I live in a house on the beach. My closest neighbor is half a mile away. I am 46. My 40th birthday was the last eventful birthday—eventful because there were people, because my husband was there. This house on the beach was our summer home, then.
I stopped painting. I write now. I didn’t write, then. Not like this.
I wear white. I don’t like tight clothes. I wear white and I live simply. I have enough money to live off my savings for another 20 years.
I am mad. Mad. That is not a medical diagnosis. And yet I know it is true. I feel it.
When I sweat, when my clothes stick to my skin, when the salt burns my eyes, I remember. I am mad.
I have no family. Friends check on me from time to time. My friends suit me. We look like we should be friends. They call. They write me letters. I do not own a computer. I gave my computer to a family who lives in town. I told them to delete everything from it. I trust they did.
The last time a friend visited in person was 2 years ago. It was Lina Northrop. She is also an artist. She lives in New York City. I lived there for 22 years.
She was traveling and a visit to me was only a 45-minute plane ride. She spent the weekend at my house. It was uneventful. I didn’t tell her what I saw. I wore the mask of pleasantries and good humor just as any good friend would do. We were good friends, after all.
When she left, I felt nothing. Later, I would feel myself expand, once more. I had shrunken imperceptibly in her presence. My words became simple, my voice weakened.
That night, I walked into the forest. I brought a flashlight. I walked along my favorite path to the bluff overlooking the beach. I could see my house in the distance. There I sat, gazing at the beach, and past it, the ocean. Then I turned my gaze to the stars. I must have sat there for quite some time, as my legs and thighs grew numb. The stars took shape. Lines began connecting them. I had the thought, this must be where constellations come from. But the lines did not form images.
Walking back, I found an owl.
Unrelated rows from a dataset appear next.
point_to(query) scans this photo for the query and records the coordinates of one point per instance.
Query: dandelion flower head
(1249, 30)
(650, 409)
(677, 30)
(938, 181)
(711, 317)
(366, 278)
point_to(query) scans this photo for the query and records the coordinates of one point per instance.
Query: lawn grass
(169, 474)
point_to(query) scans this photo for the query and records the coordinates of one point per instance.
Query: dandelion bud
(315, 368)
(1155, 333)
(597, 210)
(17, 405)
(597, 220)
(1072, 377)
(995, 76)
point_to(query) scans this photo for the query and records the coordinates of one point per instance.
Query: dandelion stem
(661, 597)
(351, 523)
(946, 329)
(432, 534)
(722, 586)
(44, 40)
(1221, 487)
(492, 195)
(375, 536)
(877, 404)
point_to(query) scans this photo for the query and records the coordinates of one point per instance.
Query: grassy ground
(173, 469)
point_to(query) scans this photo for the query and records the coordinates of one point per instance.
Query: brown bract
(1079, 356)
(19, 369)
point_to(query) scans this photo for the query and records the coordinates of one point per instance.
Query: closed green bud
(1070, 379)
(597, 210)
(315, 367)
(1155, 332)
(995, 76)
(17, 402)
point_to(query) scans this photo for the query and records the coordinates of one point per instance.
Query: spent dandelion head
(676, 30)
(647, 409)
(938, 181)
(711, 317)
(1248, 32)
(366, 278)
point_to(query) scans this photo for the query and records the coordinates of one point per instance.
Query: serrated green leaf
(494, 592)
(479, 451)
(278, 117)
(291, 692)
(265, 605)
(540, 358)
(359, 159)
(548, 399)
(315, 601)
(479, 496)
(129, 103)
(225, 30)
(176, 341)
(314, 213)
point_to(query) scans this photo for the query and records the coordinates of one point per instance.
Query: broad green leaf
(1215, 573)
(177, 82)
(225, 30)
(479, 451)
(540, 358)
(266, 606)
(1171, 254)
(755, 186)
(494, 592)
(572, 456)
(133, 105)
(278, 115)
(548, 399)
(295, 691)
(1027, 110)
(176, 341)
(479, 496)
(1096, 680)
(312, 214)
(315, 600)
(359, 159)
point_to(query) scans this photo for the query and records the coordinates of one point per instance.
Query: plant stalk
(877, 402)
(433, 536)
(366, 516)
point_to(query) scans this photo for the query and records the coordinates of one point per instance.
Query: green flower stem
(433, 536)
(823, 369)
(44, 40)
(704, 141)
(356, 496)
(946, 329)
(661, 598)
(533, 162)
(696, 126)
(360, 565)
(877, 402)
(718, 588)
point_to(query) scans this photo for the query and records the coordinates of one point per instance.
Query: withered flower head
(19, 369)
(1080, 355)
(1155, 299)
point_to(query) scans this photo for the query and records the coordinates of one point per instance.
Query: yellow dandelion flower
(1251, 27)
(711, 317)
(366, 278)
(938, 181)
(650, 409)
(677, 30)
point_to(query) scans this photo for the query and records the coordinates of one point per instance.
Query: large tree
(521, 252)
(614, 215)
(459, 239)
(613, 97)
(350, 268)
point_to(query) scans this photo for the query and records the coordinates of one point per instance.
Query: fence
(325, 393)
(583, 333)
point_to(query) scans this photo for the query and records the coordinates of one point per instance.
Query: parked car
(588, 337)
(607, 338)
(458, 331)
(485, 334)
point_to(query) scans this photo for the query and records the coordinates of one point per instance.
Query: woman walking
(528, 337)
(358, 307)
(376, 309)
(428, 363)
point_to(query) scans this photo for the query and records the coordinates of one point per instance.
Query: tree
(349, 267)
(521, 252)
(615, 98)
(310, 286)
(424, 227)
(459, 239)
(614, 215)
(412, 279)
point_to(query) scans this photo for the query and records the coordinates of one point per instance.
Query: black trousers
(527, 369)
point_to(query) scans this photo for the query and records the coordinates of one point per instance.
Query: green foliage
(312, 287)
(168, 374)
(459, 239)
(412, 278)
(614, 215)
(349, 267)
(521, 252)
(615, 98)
It had died recently. It was nestled into the crook of a tree stump. I was not emotional. Nor was I curious. I picked up the owl and carefully wrapped it in the white shawl I had been wearing. I carried it home with me.
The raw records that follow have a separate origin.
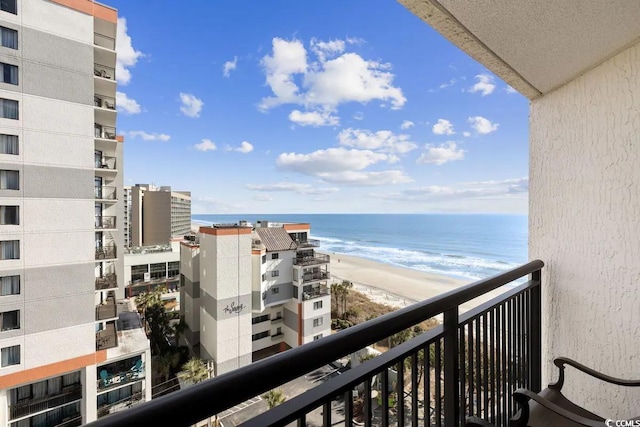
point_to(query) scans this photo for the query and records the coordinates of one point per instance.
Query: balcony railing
(105, 221)
(104, 72)
(315, 293)
(104, 132)
(107, 338)
(105, 252)
(107, 311)
(312, 260)
(470, 365)
(102, 101)
(67, 395)
(107, 281)
(105, 193)
(310, 243)
(104, 41)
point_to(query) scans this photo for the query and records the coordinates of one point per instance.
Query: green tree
(194, 371)
(274, 397)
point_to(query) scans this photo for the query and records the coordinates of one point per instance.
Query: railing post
(451, 368)
(535, 334)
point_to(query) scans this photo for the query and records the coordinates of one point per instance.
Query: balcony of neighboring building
(107, 281)
(104, 222)
(105, 194)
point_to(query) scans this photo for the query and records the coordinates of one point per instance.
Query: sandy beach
(395, 286)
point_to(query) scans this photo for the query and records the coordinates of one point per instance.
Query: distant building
(249, 292)
(155, 215)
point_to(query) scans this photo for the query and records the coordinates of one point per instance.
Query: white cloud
(292, 187)
(229, 66)
(407, 124)
(149, 136)
(244, 148)
(314, 118)
(485, 84)
(206, 145)
(383, 141)
(126, 105)
(441, 154)
(191, 106)
(443, 127)
(127, 56)
(482, 125)
(336, 77)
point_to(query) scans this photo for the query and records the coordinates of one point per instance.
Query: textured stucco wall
(585, 225)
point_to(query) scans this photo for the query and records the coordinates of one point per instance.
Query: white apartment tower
(249, 292)
(69, 351)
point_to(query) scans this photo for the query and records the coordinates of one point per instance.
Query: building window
(9, 285)
(9, 73)
(9, 180)
(259, 336)
(9, 109)
(10, 356)
(9, 6)
(259, 319)
(10, 320)
(9, 38)
(9, 215)
(10, 249)
(8, 144)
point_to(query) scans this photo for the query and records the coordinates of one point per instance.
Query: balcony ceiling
(536, 46)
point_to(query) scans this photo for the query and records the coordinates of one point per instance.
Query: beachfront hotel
(250, 292)
(70, 350)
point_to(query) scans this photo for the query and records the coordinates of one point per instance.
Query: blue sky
(314, 107)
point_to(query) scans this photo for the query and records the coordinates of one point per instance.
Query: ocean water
(466, 246)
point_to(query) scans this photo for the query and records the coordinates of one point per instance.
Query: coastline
(396, 286)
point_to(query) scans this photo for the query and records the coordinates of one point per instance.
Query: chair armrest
(523, 396)
(561, 361)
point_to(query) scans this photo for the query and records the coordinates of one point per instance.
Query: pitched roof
(276, 239)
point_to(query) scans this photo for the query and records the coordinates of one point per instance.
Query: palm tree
(194, 371)
(274, 397)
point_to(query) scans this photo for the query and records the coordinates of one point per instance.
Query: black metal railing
(105, 193)
(312, 260)
(104, 132)
(104, 41)
(67, 395)
(104, 71)
(105, 221)
(104, 102)
(107, 281)
(468, 365)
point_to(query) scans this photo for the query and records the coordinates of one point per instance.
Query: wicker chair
(551, 408)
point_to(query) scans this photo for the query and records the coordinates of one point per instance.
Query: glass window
(9, 38)
(10, 356)
(9, 285)
(9, 109)
(9, 144)
(9, 215)
(9, 73)
(10, 320)
(9, 180)
(10, 6)
(10, 249)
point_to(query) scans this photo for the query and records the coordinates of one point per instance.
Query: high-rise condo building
(70, 350)
(156, 214)
(250, 292)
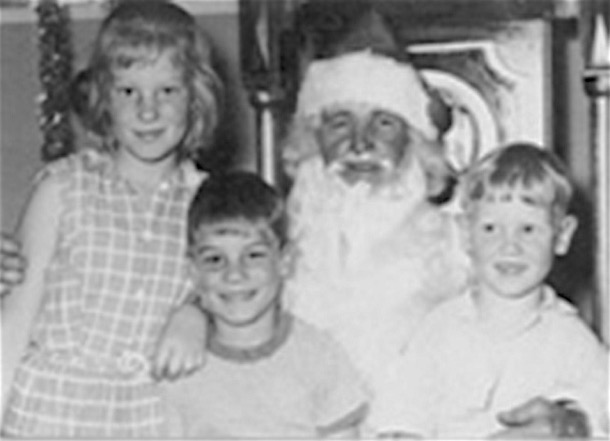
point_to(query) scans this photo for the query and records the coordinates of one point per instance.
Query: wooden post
(597, 85)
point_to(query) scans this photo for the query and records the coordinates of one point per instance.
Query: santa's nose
(362, 143)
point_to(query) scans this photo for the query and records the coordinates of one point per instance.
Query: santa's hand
(542, 418)
(182, 347)
(13, 264)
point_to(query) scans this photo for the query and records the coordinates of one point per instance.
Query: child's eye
(125, 91)
(529, 228)
(212, 261)
(170, 90)
(255, 255)
(488, 228)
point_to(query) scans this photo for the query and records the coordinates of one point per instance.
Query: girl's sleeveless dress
(118, 270)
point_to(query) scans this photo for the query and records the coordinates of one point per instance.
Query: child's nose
(511, 244)
(148, 108)
(235, 273)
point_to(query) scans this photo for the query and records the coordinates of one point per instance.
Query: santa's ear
(441, 178)
(439, 111)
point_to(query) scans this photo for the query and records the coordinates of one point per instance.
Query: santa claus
(375, 251)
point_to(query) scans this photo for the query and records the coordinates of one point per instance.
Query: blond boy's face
(238, 268)
(513, 244)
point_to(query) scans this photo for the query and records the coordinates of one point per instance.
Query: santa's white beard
(370, 265)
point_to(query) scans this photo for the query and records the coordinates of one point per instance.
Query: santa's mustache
(362, 162)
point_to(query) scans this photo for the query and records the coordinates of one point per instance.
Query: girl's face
(238, 268)
(513, 244)
(148, 107)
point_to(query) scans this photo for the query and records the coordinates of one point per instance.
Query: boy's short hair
(237, 195)
(535, 172)
(136, 31)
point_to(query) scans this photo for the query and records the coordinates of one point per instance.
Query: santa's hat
(369, 78)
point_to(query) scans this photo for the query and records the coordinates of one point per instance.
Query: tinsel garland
(55, 73)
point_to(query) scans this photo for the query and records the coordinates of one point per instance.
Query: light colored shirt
(455, 377)
(298, 385)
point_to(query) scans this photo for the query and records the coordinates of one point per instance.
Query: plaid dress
(117, 271)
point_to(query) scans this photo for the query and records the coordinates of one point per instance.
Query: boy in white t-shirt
(268, 374)
(510, 338)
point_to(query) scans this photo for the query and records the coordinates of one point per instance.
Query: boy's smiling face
(238, 268)
(513, 243)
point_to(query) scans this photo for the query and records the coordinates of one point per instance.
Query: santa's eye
(338, 121)
(488, 227)
(529, 228)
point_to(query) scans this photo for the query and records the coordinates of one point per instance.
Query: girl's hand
(542, 418)
(13, 264)
(181, 349)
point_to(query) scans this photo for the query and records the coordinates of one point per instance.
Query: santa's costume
(371, 261)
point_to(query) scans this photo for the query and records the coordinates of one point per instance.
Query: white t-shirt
(298, 385)
(454, 377)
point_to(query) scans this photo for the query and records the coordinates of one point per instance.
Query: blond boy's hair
(524, 170)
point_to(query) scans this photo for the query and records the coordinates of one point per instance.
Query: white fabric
(455, 377)
(301, 390)
(365, 77)
(369, 265)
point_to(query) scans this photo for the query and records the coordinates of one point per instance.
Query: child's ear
(193, 272)
(287, 260)
(565, 232)
(463, 225)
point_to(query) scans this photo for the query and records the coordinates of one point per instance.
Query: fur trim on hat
(366, 77)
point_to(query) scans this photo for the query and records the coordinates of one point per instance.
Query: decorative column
(55, 73)
(262, 25)
(597, 85)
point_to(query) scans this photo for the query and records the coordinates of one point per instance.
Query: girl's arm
(12, 265)
(37, 232)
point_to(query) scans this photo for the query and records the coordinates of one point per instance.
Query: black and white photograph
(305, 219)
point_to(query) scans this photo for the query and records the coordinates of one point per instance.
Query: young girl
(104, 234)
When I got home, I set the owl down on my porch and emptied out a shoebox from my closet. I placed the owl in the shoebox and put my shawl over the top. I left the shoebox on a bench on my porch and went inside. I could hardly sleep for giddiness.
The next day I peeked under the fabric. The owl was still there. Each day I would check, and the owl would still be there.
Then, after the 4th day, it was gone. Not only the owl, all of it—the owl, the shoebox, and the shawl.
Later, I would tell Nelson, the groundskeeper, of what had happened.
He said the neighbor’s dog probably got to it, but I don’t think so.